Son vol plané par la fenêtre l’avait expédié sur le plancher de la chambre. Joe avait donc décidé de dessiner Rosa Saks telle qu’il l’avait vue pour la première fois, à hauteur de ses yeux, au moment où il s’était relevé en regardant plus loin que le gland sculpté qui couronnait le pied du lit. Elle dormait couchée à plat ventre, la jambe droite étalée après s’être libérée des couvertures et laissant exposé un peu plus de la moitié d’un touh’ès rebondi et affriolant. Son pied droit se profilait en gros au premier plan, mince, les orteils recroquevillés. Les lignes de sa jambe nue et de celle qui était cachée convergeaient au point de fuite ultime, dans un roncier sauvage et ombré de noir. Dans les lointains du dessin, les creux et la longue vallée centrale de son dos montaient vers les chutes de Niagara au fusain de sa chevelure qui estompaient presque la partie inférieure de sa figure, ses lèvres entrouvertes, sa mâchoire carrée et peut-être un peu lourde. C’était une tranche vive de la mémoire de Joe, dix centimètres sur vingt-trois, mais rendue par un trait net et posé, avec une précision à la fois anatomique et sentimentale : on sentait la tendresse de Joe pour ce petit pied pelotonné, ce dos cambré, cette bouche ouverte, rêveuse, qui prenait une dernière inspiration inconsciente.
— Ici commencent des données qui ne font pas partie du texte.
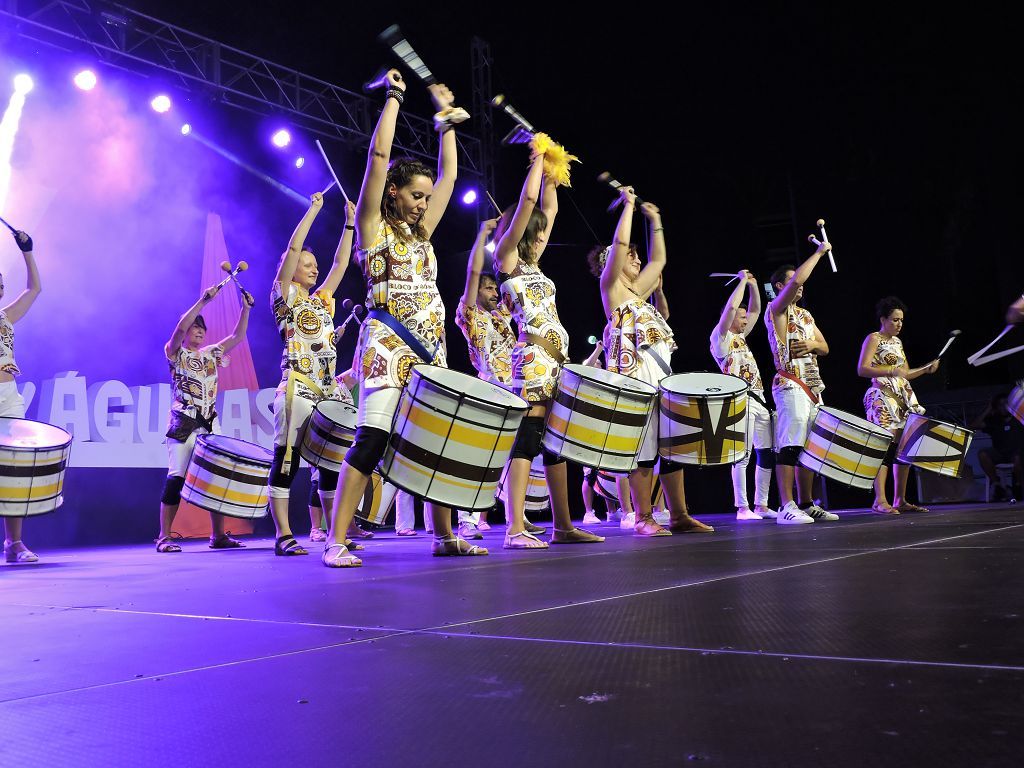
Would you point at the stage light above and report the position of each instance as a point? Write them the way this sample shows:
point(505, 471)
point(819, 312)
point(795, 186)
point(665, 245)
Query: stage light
point(86, 80)
point(282, 138)
point(23, 84)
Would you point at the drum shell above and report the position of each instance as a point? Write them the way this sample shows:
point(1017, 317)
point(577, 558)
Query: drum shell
point(451, 437)
point(934, 444)
point(33, 461)
point(845, 448)
point(599, 418)
point(702, 419)
point(227, 481)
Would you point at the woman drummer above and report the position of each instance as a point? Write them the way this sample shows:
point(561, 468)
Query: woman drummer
point(538, 356)
point(11, 402)
point(639, 343)
point(890, 398)
point(305, 320)
point(400, 205)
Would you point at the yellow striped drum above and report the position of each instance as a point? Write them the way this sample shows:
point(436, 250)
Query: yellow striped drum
point(33, 459)
point(845, 448)
point(934, 444)
point(329, 434)
point(598, 418)
point(451, 437)
point(228, 476)
point(702, 419)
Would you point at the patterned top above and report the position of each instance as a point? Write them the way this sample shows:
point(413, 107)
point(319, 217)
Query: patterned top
point(306, 327)
point(7, 364)
point(491, 340)
point(401, 279)
point(800, 327)
point(634, 327)
point(734, 356)
point(529, 297)
point(890, 398)
point(194, 380)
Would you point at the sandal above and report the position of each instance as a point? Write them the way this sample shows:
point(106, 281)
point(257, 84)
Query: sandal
point(522, 541)
point(574, 536)
point(454, 546)
point(286, 546)
point(340, 559)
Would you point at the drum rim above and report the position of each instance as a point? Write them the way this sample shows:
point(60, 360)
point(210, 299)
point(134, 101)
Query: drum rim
point(71, 437)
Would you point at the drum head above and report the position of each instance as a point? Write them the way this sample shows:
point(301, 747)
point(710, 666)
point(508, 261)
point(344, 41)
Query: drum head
point(31, 435)
point(705, 384)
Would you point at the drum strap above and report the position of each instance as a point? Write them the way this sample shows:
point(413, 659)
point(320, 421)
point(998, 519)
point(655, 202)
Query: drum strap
point(547, 346)
point(383, 315)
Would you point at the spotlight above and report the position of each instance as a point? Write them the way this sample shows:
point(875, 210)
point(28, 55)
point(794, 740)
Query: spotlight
point(282, 138)
point(86, 80)
point(161, 103)
point(23, 84)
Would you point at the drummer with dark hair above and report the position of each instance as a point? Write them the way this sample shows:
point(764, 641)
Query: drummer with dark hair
point(796, 344)
point(11, 402)
point(194, 391)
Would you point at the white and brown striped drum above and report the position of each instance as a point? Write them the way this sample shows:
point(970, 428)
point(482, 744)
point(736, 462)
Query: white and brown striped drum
point(845, 448)
point(934, 444)
point(329, 434)
point(228, 476)
point(598, 418)
point(702, 419)
point(33, 460)
point(451, 437)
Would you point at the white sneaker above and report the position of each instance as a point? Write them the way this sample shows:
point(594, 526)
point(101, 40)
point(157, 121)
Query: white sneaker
point(820, 514)
point(791, 514)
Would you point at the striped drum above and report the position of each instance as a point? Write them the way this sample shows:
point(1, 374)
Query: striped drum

On aurait voulu qu’elle puisse continuer à dormir, aussi longtemps qu’on la contemplait.

— Tu n’as pas montré ses nichons ! s’exclama Julius.

— Pas pour trois dollars, rétorqua Joe.

Avec force récriminations et signes de mauvaise volonté, Julius paya Joe, puis fourra l’enveloppe dans la poche revolver de son pardessus, après l’avoir glissée d’un geste protecteur dans un exemplaire de Planet Stories{23}. À la mort de Julius, trente-trois ans plus tard, le dessin de Rosa Saks en dormeuse nue fut retrouvé parmi ses affaires, dans une boîte de bonbons Barracini, avec une yarmoulka, souvenir de la bar-mitsva de son fils aîné, et un bouton de Norman Thomas{24}. Exposé dans une rétrospective du Cartoon Art Muséum de San Francisco, il lui fut faussement attribué. Quant aux Erreurs communes dans le dessin en perspective, le livre de bibliothèque en souffrance, des recherches récentes ont révélé qu’il avait été restitué en 1971, en vertu d’une campagne d’amnistie municipale.